Żużel. Rok temu zaczarował Narodowy. Doyle mówi o drugim złocie!

6 godzin temu

Już za moment czekają nas, miejmy nadzieję, olbrzymie emocje związane z drugą rundą Speedway Grand Prix, która odbędzie się na PGE Narodowym. Na kilka godzin przed turniejem udało nam się zamienić parę słów z Jasonem Doylem, czyli ubiegłorocznym zwycięzcą warszawskiego turnieju. Australijczyk, mimo blisko 40 lat na karku, wciąż chce osiągać w żużlu wielkie rzeczy.

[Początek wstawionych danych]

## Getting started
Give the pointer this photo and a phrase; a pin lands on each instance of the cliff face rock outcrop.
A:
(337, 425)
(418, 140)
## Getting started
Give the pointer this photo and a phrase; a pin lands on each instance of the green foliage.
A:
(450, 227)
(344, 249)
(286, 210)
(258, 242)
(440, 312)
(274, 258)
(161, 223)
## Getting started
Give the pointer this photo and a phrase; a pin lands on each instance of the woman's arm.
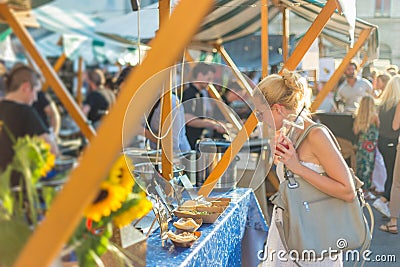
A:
(338, 180)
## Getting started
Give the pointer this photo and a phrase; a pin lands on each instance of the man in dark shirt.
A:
(17, 114)
(99, 99)
(194, 105)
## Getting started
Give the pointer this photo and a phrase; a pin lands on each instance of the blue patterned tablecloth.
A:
(221, 243)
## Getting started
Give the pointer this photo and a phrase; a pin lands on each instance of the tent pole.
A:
(264, 38)
(167, 155)
(80, 82)
(312, 33)
(238, 142)
(224, 109)
(49, 73)
(57, 66)
(67, 209)
(339, 71)
(285, 34)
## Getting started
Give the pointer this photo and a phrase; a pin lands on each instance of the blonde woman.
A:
(365, 126)
(330, 174)
(389, 130)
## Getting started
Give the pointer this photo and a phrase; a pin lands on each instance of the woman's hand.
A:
(286, 153)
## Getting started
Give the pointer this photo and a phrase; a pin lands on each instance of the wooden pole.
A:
(339, 71)
(49, 73)
(96, 161)
(311, 34)
(264, 38)
(223, 108)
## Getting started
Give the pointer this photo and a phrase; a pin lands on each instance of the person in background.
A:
(18, 115)
(353, 88)
(194, 104)
(152, 124)
(381, 81)
(3, 71)
(321, 165)
(99, 99)
(48, 112)
(235, 97)
(392, 70)
(389, 130)
(366, 123)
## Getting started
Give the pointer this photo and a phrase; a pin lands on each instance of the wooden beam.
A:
(79, 82)
(312, 33)
(51, 77)
(285, 34)
(264, 38)
(229, 155)
(340, 70)
(241, 79)
(223, 108)
(167, 154)
(57, 66)
(96, 161)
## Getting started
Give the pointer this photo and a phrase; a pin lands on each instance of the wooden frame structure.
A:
(67, 209)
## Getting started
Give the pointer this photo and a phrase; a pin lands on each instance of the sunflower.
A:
(109, 199)
(138, 210)
(121, 173)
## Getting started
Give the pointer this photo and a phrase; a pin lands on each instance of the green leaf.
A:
(13, 236)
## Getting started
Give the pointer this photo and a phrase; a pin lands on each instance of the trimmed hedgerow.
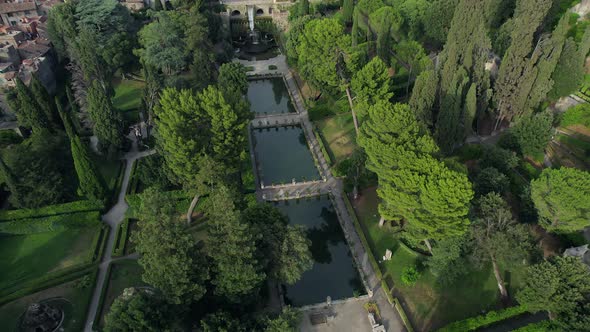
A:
(51, 223)
(51, 210)
(477, 322)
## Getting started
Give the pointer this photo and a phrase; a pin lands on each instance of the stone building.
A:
(12, 11)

Przypomnijmy, iż rok temu Doyle był na PGE Narodowym praktycznie niełapalny. Przeszedł jak burza przez rundę zasadniczą gubiąc zaledwie „oczko”. Jego pogromcą, jak się później okazało jedynym tego dnia, był Fredrik Lindgren. Następnie wygrał półfinał i finał. – To zawsze wyjątkowe uczucie wygrać turniej rozgrywany pod dachem, zwłaszcza przy tak licznej publiczności. Myślę, iż warunki ponownie pozwolą nam stworzyć świetne widowisko – powiedział Doyle.

Mistrz świata z 2017 roku rozpoczął ubiegłoroczny sezon Grand Prix w znakomitej formie. Po dwóch rundach był choćby liderem cyklu. Niewykluczone, iż stoczyłby walkę o złoty medal z Bartoszem Zmarzlikiem, gdyby nie koszmarna kontuzja, która przedwcześnie zakończyła jego sezon. Mimo to Australijczyk wciąż nie powiedział ostatniego słowa.

Żużel. Typy na Grand Prix Polski! Wygraj 199 złotych z STS!

Żużel. Polis odszedł z klubu! „Wolał jechać w Niemczech”

– Wciąż wierzę, iż uda mi się zdobyć drugie mistrzostwo świata. jeżeli tak się nie stanie, pozostanę z jednym tytułem, ale dopóki mogę, będę walczył. Rok temu doznałem poważnej kontuzji mniej więcej na tym etapie sezonu, więc teraz chciałbym trochę dłużej posiedzieć na motocyklu (śmiech) – powiedział z uśmiechem Doyle.

Zapytaliśmy Australijczyka również o przenosiny do Krono-Plast Włókniarza Częstochowa, gdzie póki co spisuje się znakomicie. – jeżeli chodzi o przeprowadzkę do Częstochowy, czuję się tam naprawdę świetnie. Najważniejsze dla mnie jest to, iż znów czerpię euforia z jazdy. We Włókniarzu czuję się doskonale – podsumował.